Scientists can provide expert advice, but only the government can decide what policies to implement. George A Wharton, Lucy Thompson and Rebecca Forman (LSE) warn that holding ‘the science’ responsible for these difficult decisions, without seeking a variety of opinions and sharing the evidence of how they were made, will make scientists reluctant to share their expertise for fear of being scapegoated.
Throughout the COVID-19 pandemic, the UK government has insisted it is being “guided by the science”. And yet, despite weeks of criticism, there is still no clarity as to which science it means.
The government’s Scientific Advisory Group for Emergencies (SAGE) is responsible for ensuring that “independent” scientific advice is provided to the government, but it does so in a black box. Its list of members was – until last week – a secret, its meetings remain closed and the minutes from these are rarely published.
It should come as no surprise, then, that some of Britain’s top scientists have asked whether they can trust the government’s approach. David King, a former chief scientific adviser to the government has openly admitted he was “shocked” to discover Dominic Cummings has attended several SAGE meetings: “I don’t know what advice the government is receiving, and there isn’t the freedom for the scientists to tell the public what their advice is.”
Closed-door thinking restricts variety, and black-box policymaking can lead to extreme consequences. Without greater transparency, scientists are in a dangerous predicament as they can easily be made the ‘fall guys’. Last week, Dr Thérèse Coffey – notably, the only member of the cabinet with a PhD, and in chemistry no less – suggested “wrong” scientific advice could have led to mistakes in the government’s response to the pandemic. The Work and Pensions Secretary claimed ministers had followed the guidance of experts in their every response to the virus but that they could only make judgments and decisions based on the information and the advice they had at the time. “If the science at the time was wrong,” she added, “I am not surprised if people think we made the wrong decision.”
Venki Ramakrishnan, president of the Royal Society, has made the important point that questioning scientific evidence is crucial, but attacking and criticising scientists is misguided. Scientists are less likely to share vitally frank opinions if they fear the finger will be pointed at them later on.
As other members of the academic and scientific community will attest, scientific advice is not black and white. In fact, the success of any science is dependent on a culture of openness and diversity of opinion. For successful policymaking to happen, the government must strive to listen to as many different perspectives as possible and plan for every eventuality. And in order to calm the increasing anxiety within the general population, it must also demonstrate that it is doing so with a greater level of transparency.
The connection between scientific advice, risk and evidence-based policymaking is not a new one – in written form, it dates back to the Philips Report in 2000. Scientific advice can and should only ever be considered as a risk assessment. It is the policymaker’s role to be “guided by” this advice and to add to it an understanding of extraneous risks to society – be it the economy, mental health or the environment – to take a risk management decision, and create an evidence-based policy. That is not the role of the science or the scientist, but the role of the policymaker.
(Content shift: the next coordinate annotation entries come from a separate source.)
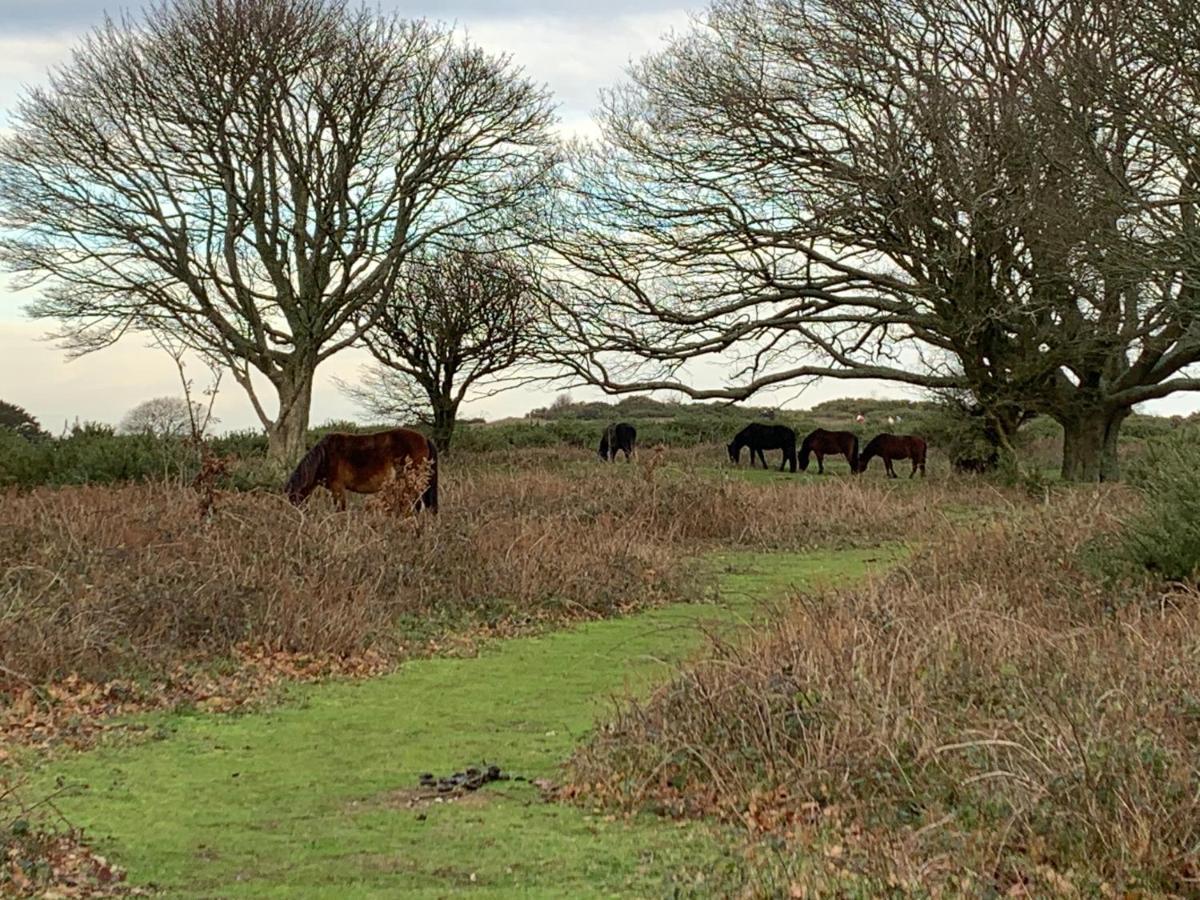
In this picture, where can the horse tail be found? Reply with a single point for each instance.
(307, 472)
(430, 498)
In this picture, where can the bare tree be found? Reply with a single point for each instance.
(457, 323)
(993, 196)
(249, 174)
(166, 418)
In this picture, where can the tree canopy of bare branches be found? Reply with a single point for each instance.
(167, 418)
(987, 195)
(459, 322)
(247, 175)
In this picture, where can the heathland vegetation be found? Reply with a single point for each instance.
(1006, 708)
(984, 682)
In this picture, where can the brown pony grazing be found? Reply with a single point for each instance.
(364, 463)
(895, 447)
(822, 442)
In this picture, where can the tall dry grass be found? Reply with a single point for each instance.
(102, 581)
(979, 720)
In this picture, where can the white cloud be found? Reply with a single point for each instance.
(576, 57)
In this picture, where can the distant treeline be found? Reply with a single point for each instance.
(94, 454)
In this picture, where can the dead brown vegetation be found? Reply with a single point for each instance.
(107, 581)
(982, 719)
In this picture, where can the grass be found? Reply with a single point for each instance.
(985, 719)
(106, 582)
(307, 799)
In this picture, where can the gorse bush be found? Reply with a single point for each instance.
(1163, 539)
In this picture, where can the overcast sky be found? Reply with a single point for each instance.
(575, 52)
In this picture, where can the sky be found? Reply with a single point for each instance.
(576, 52)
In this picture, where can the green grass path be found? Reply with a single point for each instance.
(311, 798)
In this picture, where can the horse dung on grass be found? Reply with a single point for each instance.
(365, 463)
(760, 437)
(895, 447)
(621, 436)
(833, 443)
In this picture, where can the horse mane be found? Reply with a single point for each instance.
(307, 472)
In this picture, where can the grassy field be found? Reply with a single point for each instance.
(317, 797)
(684, 654)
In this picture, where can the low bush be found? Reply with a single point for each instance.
(1163, 538)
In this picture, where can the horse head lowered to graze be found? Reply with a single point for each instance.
(760, 437)
(895, 447)
(365, 463)
(621, 436)
(833, 443)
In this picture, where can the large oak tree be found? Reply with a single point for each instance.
(247, 175)
(995, 196)
(461, 322)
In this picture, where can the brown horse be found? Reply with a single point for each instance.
(364, 463)
(822, 442)
(895, 447)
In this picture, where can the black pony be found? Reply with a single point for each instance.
(621, 436)
(760, 437)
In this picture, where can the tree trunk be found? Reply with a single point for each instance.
(1090, 445)
(287, 435)
(444, 419)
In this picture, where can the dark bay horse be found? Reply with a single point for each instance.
(895, 447)
(760, 437)
(822, 442)
(621, 436)
(364, 463)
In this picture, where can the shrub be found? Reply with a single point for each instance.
(972, 723)
(1163, 539)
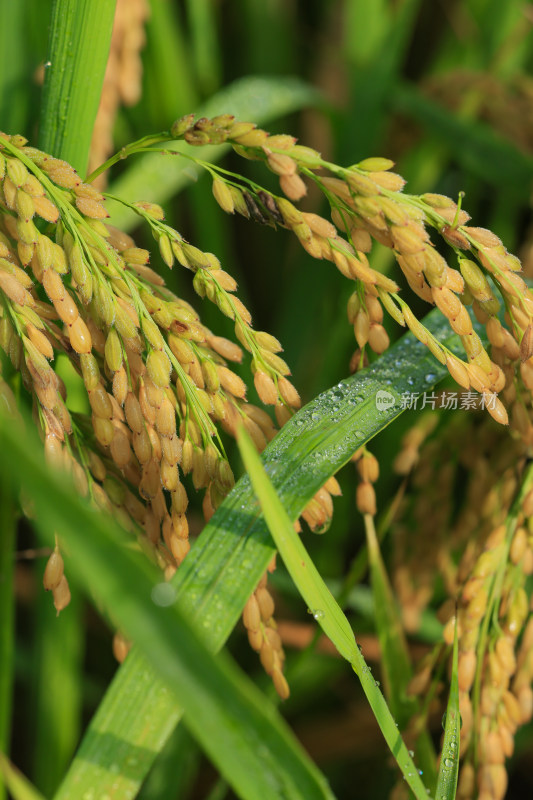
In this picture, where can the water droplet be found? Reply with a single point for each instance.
(163, 594)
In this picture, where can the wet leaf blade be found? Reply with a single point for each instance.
(229, 557)
(449, 760)
(324, 607)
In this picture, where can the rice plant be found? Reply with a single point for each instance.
(156, 339)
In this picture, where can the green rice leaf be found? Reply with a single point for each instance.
(395, 661)
(324, 607)
(236, 725)
(232, 552)
(19, 786)
(449, 759)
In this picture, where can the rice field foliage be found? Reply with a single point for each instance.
(266, 376)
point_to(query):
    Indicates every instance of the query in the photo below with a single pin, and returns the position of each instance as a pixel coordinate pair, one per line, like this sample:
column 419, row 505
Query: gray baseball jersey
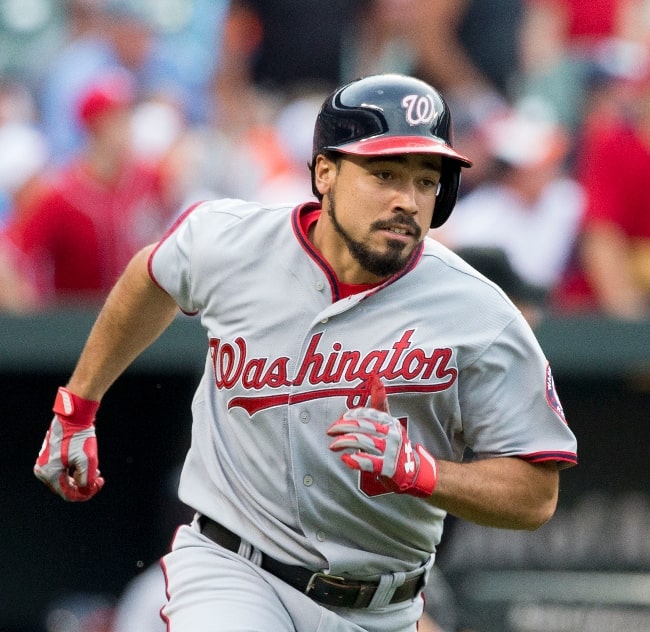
column 287, row 357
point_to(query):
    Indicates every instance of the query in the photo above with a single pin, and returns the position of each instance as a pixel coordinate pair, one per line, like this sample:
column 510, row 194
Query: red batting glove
column 67, row 462
column 373, row 441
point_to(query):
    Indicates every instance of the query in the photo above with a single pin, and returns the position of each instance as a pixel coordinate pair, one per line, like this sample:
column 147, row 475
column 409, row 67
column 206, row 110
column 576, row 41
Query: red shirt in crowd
column 614, row 168
column 81, row 234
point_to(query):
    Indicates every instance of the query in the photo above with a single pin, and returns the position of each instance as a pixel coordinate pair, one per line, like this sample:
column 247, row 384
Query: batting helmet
column 392, row 114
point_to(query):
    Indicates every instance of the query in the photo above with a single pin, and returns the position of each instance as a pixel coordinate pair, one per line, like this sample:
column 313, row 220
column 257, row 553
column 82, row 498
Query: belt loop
column 386, row 589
Not only are scientists at risk of becoming scapegoats for bad policy due to a lack of transparency, but policies are also more likely to fail if the public does not have clarity as to why these decisions and choices are being made. Transparency and scrutiny would improve public faith in government and make its decisions more defensible – even when they turn out to have been wrong.
Dominic Cummings’ 264-mile lockdown trip has clearly undermined public trust in government. A police and crime commissioner has come forward to warn that lockdown rule-breakers have started to use the actions of the prime minister’s top adviser as an excuse to breach COVID-19 containment measures. A transparent and accountable process would have caught and addressed this at an earlier stage and prevent it feeling like a case of one law for the policymakers and advisers and another for everybody else – scientists included.
It is becoming ever clearer from the COVID-19 pandemic that with any disease there is a trade-off. Public health is in itself a trade-off. And in order to strike the balance of costs and benefits, the government should adapt firstly its approach to promote inclusivity – to increase variety in the advice it takes on board – and secondly its skill in interpreting evidence to formulate and evaluate policy options. This would lead to better political choices and public policy outcomes.
This post represents the views of the authors and not those of the COVID-19 blog, nor LSE.